In mathematics, a continuous probability distribution is a type of probability distribution where the set of possible outcomes can take any value within a given range. This is different from discrete probability distributions, where the possible outcomes are distinct and separate values.
For a continuous uniform distribution, like the one described in the flight times from Los Angeles to Las Vegas, any value between the minimum and maximum boundary is equally likely to occur. This means that this type of distribution is represented graphically by a flat, rectangular shape.
Here, every minute between 60 and 70 has an equal chance, creating a rectangle that starts at 60 and finishes at 70 on the number line, showcasing that the probability density across this interval is constant.

In statistics, the mean provides a measure of the central tendency of a set of numbers. For a uniform distribution, this will be the midpoint of the defined interval.
The formula for calculating the mean \( \, \mu \, \) in a uniform distribution where the range is from \( a \) to \( b \) is:
\[\mu = \frac{a + b}{2}\]
Substituting the flight time values \( a = 60 \) and \( b = 70 \):
\[\mu = \frac{60 + 70}{2} = 65\]
This provides us with a mean flight time of 65 minutes, indicating that, on average, flights take this time to travel between Los Angeles and Las Vegas.

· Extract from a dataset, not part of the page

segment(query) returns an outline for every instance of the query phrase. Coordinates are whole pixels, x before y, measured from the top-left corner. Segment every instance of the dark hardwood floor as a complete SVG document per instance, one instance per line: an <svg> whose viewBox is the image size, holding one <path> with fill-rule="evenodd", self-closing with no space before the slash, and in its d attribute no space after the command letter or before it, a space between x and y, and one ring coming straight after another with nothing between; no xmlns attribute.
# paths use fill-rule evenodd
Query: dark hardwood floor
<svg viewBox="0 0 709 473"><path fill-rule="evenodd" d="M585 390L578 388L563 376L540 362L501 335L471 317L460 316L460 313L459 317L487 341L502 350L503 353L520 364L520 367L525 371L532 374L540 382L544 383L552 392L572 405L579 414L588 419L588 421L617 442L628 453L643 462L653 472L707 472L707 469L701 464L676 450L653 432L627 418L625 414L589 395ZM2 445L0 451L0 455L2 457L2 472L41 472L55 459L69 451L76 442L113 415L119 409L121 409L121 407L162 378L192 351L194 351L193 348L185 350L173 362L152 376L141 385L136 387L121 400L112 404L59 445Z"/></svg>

Variance is a statistical measurement that helps us understand the spread or spread of a set of numbers. In a uniform distribution, variance demonstrates how much the numbers in the interval deviate from the mean.
The formula for variance \(\sigma^2 \) in a uniform distribution over an interval \([a, b]\) is:
\[\sigma^2 = \frac{(b - a)^2}{12}\]
So, for this exercise, the variance is calculated as:
\[\sigma^2 = \frac{(70 - 60)^2}{12} = \frac{100}{12} = \frac{25}{3} \approx 8.33\]
This means the flight times deviate from the mean of 65 minutes by about 8.33 minutes squared, indicating a moderate dispersion in flight times.

Probability helps us determine the likelihood of a specific event occurring. In the context of continuous uniform distributions, probabilities relate to the length of the interval within the possible range.
The probability calculation involves finding the area of the desired interval divided by the total length of the distribution interval.
For the flight times:

• For a flight time of less than 68 minutes: \[P(X < 68) = \frac{68 - 60}{70 - 60} = \frac{8}{10} = 0.8\]
• For flight times exceeding 64 minutes: \[P(X > 64) = \frac{70 - 64}{70 - 60} = \frac{6}{10} = 0.6\]

These calculations show the percentage of flights likely to take less than 68 minutes (80%) and more likely to be longer than 64 minutes (60%). Understanding probabilities in this way helps to see the likelihood of different flight times and what to expect when planning travel.